Friday 30 August 2013

Call for papers!

The Program Committee of the 2014 ISA Food and Pharmaceutical Industries Division (FPID) Symposium has issued a Call for Papers inviting authors, innovators, thought leaders and leading automation and control professionals to submit abstracts for presentation consideration at the conference, which will be held 5-7 March 2014 in Research Triangle Park (NC USA).

In addition to serialization, other abstract topics to be covered at the 2014 FPID symposium include, but are not limited to:

Track & Trace
Radio-frequency identification (RFID)
Process analytical technology (PAT)
Quality by Design (QBD)
Batch controls
Manufacturing Execution System (MES)
Automation and serialization project management

Submit original contributions by 23 September 2013.

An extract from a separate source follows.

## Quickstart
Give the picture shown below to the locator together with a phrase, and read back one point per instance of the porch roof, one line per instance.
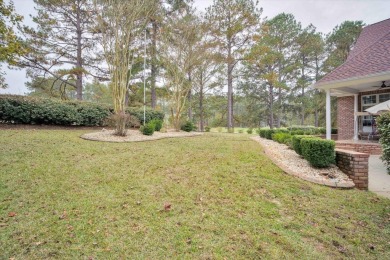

Other Dates for the 2014 FPID symposium are:
14 October 2013 – Notification of abstract acceptance/denial
12 December 2013 – Draft papers and presentations due
7 February 2014 – Final papers and presentations du

The 2014 FPID symposium will bring together experts, vendors and end users in a two-day symposium to cover the critical challenges and issues in automation and serialization and how they are affecting food and pharmaceutical supply chains. Recent legislation and incidents of contamination and tampering have raised the importance of automation to reduce errors and implement enhanced serialization controls to improve tracking and tracing throughout distribution channels.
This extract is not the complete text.